His father's guns included rifles, handguns and ammunition that were locked in a closet, but Mercurio planned to attack with the pipe, fire and knives if he couldn’t get the firearms, alleged the sworn statement by FBI task force officer John Taylor II.

Mercurio in an audio recording he gave the informant said if he could get access to the guns, “everything will be so much easier and better and I will achieve better things,” according to the statement.

After attacking the church, Mercurio told the informant he planned to attack others in town before being killed in an act of martyrdom, according to the statement.

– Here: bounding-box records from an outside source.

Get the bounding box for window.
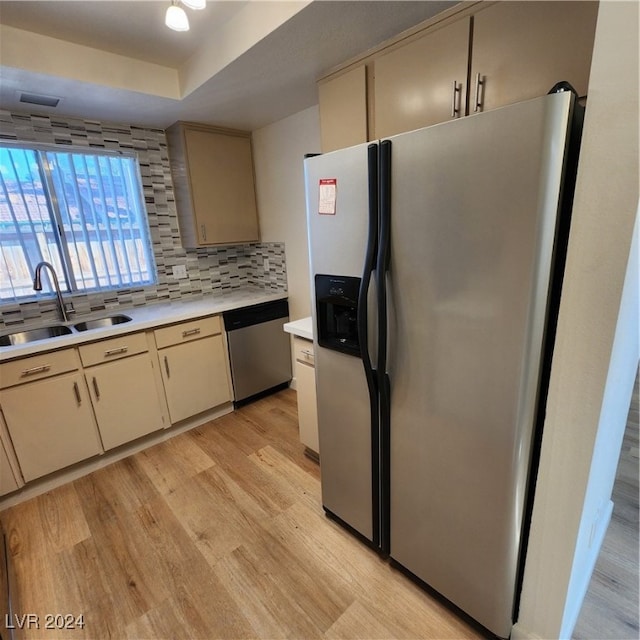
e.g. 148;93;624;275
0;144;156;302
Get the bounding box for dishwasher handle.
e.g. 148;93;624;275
222;299;289;332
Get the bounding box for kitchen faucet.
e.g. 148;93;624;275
33;262;69;322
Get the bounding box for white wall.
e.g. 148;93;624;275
512;1;640;639
253;106;320;320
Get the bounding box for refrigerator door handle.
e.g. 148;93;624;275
376;140;391;553
357;143;380;546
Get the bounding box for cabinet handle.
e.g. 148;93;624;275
22;364;51;377
451;80;462;118
473;73;484;112
104;347;129;358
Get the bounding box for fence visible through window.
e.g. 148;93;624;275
0;145;156;301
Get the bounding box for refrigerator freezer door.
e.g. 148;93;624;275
305;144;376;540
388;94;572;637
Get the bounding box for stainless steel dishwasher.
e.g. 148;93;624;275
222;300;291;406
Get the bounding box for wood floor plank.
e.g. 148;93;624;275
213;547;322;638
2;484;91;557
0;390;637;640
138;433;215;494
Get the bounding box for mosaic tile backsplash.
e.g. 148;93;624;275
0;110;287;331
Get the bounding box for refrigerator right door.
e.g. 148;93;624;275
388;93;573;638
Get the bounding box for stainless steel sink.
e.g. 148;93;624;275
0;324;71;347
73;314;131;331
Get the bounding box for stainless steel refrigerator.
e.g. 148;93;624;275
305;91;579;637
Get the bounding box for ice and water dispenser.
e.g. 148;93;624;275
315;274;360;356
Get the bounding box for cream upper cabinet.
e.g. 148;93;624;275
318;65;368;153
373;17;470;138
469;0;598;113
0;349;102;482
154;316;231;423
167;122;259;248
79;333;166;449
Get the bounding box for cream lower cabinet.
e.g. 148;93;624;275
154;316;231;423
293;337;320;456
0;439;20;496
79;333;165;450
0;349;102;482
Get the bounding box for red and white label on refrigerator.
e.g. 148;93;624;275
318;178;338;216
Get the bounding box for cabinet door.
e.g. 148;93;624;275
296;361;320;453
158;335;231;424
85;353;164;449
1;372;102;482
318;65;367;153
0;440;19;496
469;1;598;113
373;18;470;138
184;127;258;245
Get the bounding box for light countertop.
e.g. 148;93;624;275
0;288;287;362
283;316;313;340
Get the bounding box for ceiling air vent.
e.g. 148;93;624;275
20;93;60;107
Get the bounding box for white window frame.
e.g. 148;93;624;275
0;141;158;304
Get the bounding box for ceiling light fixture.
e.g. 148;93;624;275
164;0;189;31
182;0;207;11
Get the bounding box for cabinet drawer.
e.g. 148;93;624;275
154;316;222;349
0;349;80;389
293;338;314;366
79;333;148;367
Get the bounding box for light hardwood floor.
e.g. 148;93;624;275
573;378;640;640
1;390;482;640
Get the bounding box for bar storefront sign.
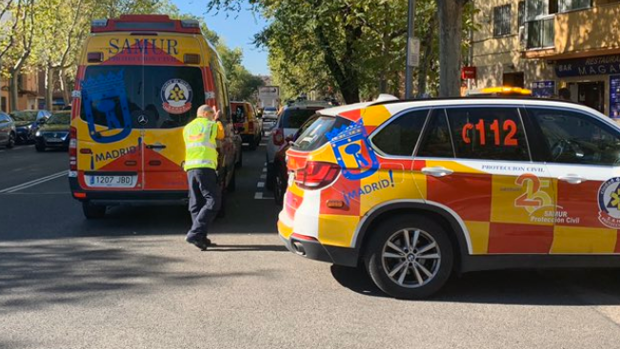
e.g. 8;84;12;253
555;55;620;78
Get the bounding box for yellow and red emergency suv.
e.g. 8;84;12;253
69;15;241;218
278;98;620;298
230;101;263;150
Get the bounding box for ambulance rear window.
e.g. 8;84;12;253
81;65;205;130
293;115;351;151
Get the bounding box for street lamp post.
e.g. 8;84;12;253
405;0;415;99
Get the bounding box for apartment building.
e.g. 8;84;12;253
468;0;620;118
0;72;40;112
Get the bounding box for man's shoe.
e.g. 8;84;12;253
185;235;209;251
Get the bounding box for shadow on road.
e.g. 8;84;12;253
0;240;264;316
331;265;620;306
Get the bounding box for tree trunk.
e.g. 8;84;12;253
437;0;465;97
9;69;19;111
45;64;55;111
418;15;437;97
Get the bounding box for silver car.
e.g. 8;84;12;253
0;112;17;149
266;101;331;190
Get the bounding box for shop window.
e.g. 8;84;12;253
493;5;511;37
559;0;592;12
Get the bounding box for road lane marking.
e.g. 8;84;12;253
0;170;69;194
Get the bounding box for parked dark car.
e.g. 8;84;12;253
10;110;50;143
0;111;16;149
34;111;71;151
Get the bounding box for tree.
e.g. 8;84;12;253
5;0;37;108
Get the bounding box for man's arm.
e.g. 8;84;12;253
213;109;226;141
215;120;226;141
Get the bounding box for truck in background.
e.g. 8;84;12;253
258;86;280;109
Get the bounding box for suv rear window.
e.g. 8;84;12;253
293;115;351;151
80;65;205;129
280;108;322;128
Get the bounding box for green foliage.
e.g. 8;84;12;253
207;0;476;102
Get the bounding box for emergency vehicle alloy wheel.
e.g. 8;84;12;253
82;202;107;219
364;216;454;299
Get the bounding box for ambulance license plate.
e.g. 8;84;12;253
84;175;138;188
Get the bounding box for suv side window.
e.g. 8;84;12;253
446;107;530;161
371;109;429;156
417;109;454;158
527;108;620;165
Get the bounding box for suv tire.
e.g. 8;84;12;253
82;202;107;219
364;215;454;299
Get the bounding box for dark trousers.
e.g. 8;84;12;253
187;168;220;236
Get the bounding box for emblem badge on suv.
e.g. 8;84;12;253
138;115;149;125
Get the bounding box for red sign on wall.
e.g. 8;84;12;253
461;67;476;80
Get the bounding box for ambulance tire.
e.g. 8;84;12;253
82;201;107;219
364;215;454;299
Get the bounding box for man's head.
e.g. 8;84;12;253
196;104;215;120
558;87;571;101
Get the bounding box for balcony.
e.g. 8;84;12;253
524;3;620;59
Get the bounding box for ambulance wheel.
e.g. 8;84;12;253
364;216;454;299
82;202;106;219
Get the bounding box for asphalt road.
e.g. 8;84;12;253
0;140;620;349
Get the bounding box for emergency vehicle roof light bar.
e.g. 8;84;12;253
181;19;200;28
90;19;108;28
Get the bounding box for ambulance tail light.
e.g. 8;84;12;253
272;128;284;145
69;127;77;171
295;161;340;189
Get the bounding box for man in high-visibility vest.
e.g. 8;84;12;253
183;105;225;251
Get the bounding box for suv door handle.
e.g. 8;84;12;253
146;144;166;149
422;166;454;177
558;174;586;184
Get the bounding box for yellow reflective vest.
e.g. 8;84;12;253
183;118;218;171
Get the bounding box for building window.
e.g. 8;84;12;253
527;17;555;49
559;0;592;12
525;0;561;21
493;5;511;36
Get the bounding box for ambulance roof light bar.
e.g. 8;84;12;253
90;15;201;34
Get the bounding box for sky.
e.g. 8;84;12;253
172;0;270;75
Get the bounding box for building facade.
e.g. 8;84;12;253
469;0;620;118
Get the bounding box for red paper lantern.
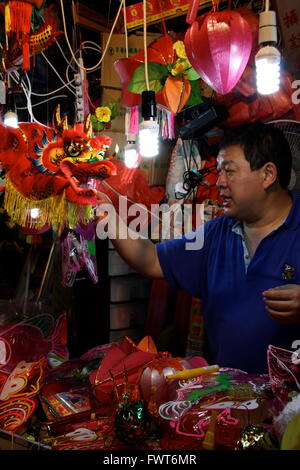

Mercurio told a confidential informant that he first connected with the Islamic State group during the start of the COVID-19 pandemic, when schools were closed, Taylor said, and investigators later found files on his school-issued laptop detailing the group’s extremist ideology.

Mercurio eventually began to worry that he was a hypocrite for not yet carrying out an attack, according to the statement.

“I’ve stopped asking and praying for martyrdom because I don’t feel like I want to fight and die for the sake of Allah, I just want to die and have all my problems go away,” he wrote in a message to the informant, according to the statement.

On March 21, Mercurio sent a direct message to the informant again, saying he was restless, frustrated and wondered how long he could keep living “in such a humiliated and shameful state,” the statement alleged.

“I have motivation for nothing but fighting ... like some time of insatiable bloodlust for the life juice of these idolators; a craving for mayhem and murder to terrorize those around me. I need some better weapons than knives,” the direct message said, according to the statement.

Law enforcement arrested Mercurio after he sent an audio file pledging his allegiance to the Islamic State group, the statement alleged.

If convicted, Mercurio could face up to 20 years in prison. His trial is set for May 28.

The Islamic State group took control of a large swath of territory in Syria and Iraq in 2014 and had been largely defeated on the battlefield by 2018. However, it maintains desert hideouts in both countries and its regional affiliates operate in Afghanistan, West Africa and the Far East. Islamic State Khorasan claimed responsibility for last month’s Moscow concert hall shooting attack that killed 145 people, the deadliest attack in Russia in years.